• Carbon di Oxide Process: In this process, already steamed coffee beans are either soaked (technically speaking, subjected to) in liquid Carbon di oxide (CO2 gas under high pressure liquefies) or Carbon di Oxide is passed at high pressure through water containing soaked beans and subjected to carbon (charcoal) filters. This method can be called organic because Carbon di Oxide is considered an organic gas (even if produced synthetically) scientifically. So, you can go ahead with this.
• Coffee Oil (Triglyceride) Process: In this process, the coffee beans are first soaked in hot water (some caffeine is removed first hand), removed, and then soaked in coffee oil. The triglycerides present in coffee oil pull out the caffeine from the surface of the beans (the caffeine surfaces due to action of hot water). Thereafter, the beans are removed and dried. This method preserves the flavour and the taste of coffee to a great extent. The oil left can be reused after removal of the caffeine from it. This method of removal of caffeine from the oil before reusing is what decides whether the coffee can be called organic or inorganic. If the oil is decaffeinated using chemicals (Methylene Chloride etc.), then it is no more organic. If some organic method like charcoal filters is applied for this purpose, then it can be called organic.

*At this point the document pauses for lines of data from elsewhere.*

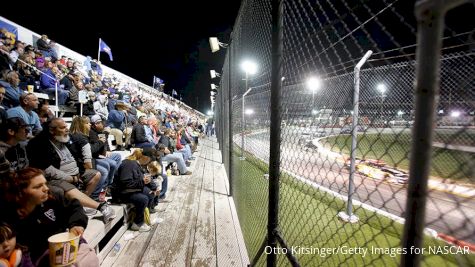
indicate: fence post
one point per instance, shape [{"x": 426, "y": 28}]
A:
[
  {"x": 349, "y": 216},
  {"x": 274, "y": 157},
  {"x": 243, "y": 120},
  {"x": 430, "y": 24}
]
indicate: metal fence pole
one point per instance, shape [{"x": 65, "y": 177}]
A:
[
  {"x": 430, "y": 20},
  {"x": 275, "y": 131},
  {"x": 349, "y": 216},
  {"x": 230, "y": 123},
  {"x": 243, "y": 119}
]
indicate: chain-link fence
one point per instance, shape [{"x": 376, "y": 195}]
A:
[{"x": 348, "y": 134}]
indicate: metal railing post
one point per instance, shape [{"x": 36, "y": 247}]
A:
[
  {"x": 230, "y": 124},
  {"x": 275, "y": 130},
  {"x": 430, "y": 25}
]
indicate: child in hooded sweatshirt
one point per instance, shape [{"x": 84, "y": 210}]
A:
[{"x": 11, "y": 255}]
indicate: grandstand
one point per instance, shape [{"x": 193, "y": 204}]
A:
[{"x": 52, "y": 91}]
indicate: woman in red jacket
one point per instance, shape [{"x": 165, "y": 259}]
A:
[{"x": 36, "y": 214}]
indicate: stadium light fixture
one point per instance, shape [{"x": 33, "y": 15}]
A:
[
  {"x": 455, "y": 114},
  {"x": 214, "y": 74},
  {"x": 215, "y": 44},
  {"x": 249, "y": 67},
  {"x": 381, "y": 88}
]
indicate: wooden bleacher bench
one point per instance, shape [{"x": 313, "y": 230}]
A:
[
  {"x": 97, "y": 232},
  {"x": 62, "y": 110}
]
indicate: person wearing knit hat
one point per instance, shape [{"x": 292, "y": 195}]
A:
[
  {"x": 12, "y": 134},
  {"x": 3, "y": 111},
  {"x": 4, "y": 165}
]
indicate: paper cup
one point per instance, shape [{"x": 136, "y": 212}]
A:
[{"x": 63, "y": 249}]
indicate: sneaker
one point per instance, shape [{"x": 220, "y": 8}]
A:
[
  {"x": 102, "y": 196},
  {"x": 90, "y": 212},
  {"x": 107, "y": 212},
  {"x": 143, "y": 228}
]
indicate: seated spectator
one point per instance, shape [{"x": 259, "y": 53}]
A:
[
  {"x": 43, "y": 44},
  {"x": 181, "y": 144},
  {"x": 117, "y": 121},
  {"x": 81, "y": 150},
  {"x": 154, "y": 126},
  {"x": 3, "y": 111},
  {"x": 28, "y": 102},
  {"x": 11, "y": 254},
  {"x": 36, "y": 214},
  {"x": 139, "y": 137},
  {"x": 173, "y": 157},
  {"x": 88, "y": 108},
  {"x": 44, "y": 112},
  {"x": 156, "y": 156},
  {"x": 100, "y": 106},
  {"x": 106, "y": 161},
  {"x": 60, "y": 167},
  {"x": 12, "y": 134},
  {"x": 10, "y": 82},
  {"x": 130, "y": 187}
]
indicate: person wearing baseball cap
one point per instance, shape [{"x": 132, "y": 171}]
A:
[{"x": 105, "y": 160}]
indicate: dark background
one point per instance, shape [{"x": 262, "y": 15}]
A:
[{"x": 168, "y": 39}]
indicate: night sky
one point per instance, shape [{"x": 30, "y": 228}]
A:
[{"x": 168, "y": 39}]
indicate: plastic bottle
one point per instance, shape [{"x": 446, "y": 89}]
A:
[{"x": 117, "y": 247}]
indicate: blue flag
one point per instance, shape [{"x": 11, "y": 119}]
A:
[
  {"x": 103, "y": 47},
  {"x": 157, "y": 82}
]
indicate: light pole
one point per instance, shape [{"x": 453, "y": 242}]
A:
[
  {"x": 349, "y": 216},
  {"x": 249, "y": 67},
  {"x": 313, "y": 84},
  {"x": 382, "y": 89}
]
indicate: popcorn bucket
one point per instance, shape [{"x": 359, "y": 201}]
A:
[{"x": 63, "y": 249}]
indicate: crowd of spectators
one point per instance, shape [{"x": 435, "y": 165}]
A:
[{"x": 52, "y": 174}]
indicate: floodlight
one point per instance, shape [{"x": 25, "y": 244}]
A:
[
  {"x": 381, "y": 87},
  {"x": 214, "y": 74},
  {"x": 455, "y": 114},
  {"x": 249, "y": 67},
  {"x": 215, "y": 44}
]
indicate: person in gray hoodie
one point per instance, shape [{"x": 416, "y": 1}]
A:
[{"x": 12, "y": 133}]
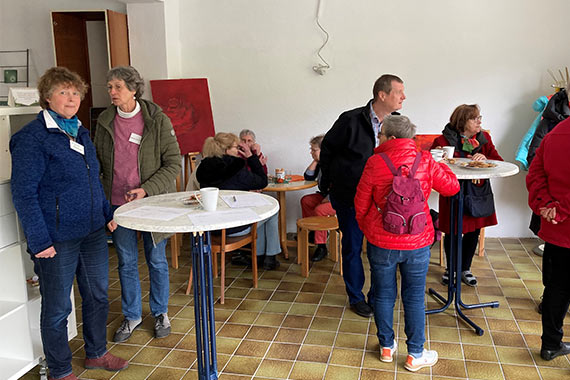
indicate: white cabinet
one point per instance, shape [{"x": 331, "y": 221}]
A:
[{"x": 20, "y": 342}]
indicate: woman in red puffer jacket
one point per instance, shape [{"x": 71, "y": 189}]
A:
[
  {"x": 464, "y": 133},
  {"x": 387, "y": 251}
]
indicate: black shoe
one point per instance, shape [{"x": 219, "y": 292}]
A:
[
  {"x": 320, "y": 253},
  {"x": 363, "y": 309},
  {"x": 551, "y": 354},
  {"x": 270, "y": 263},
  {"x": 260, "y": 260}
]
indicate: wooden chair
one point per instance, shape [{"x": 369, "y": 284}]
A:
[
  {"x": 189, "y": 165},
  {"x": 317, "y": 223},
  {"x": 226, "y": 244}
]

Why Decaffeination? Caffeine is an external stimulating agent and can be harmful to health in the long run and in overdose. It can give birth to serious troubles like chronic headache, chronic fatigue, annoyance, lungs disorders, high blood pressure, nervous disorders, anxiety, insomnia, lack of appetite etc. Caffeine found in coffee is much higher than that in tea and hence it becomes important to decaffeinate it. Decaffeinated coffee lets you enjoy the remarkable flavour and taste of coffee without risking your health.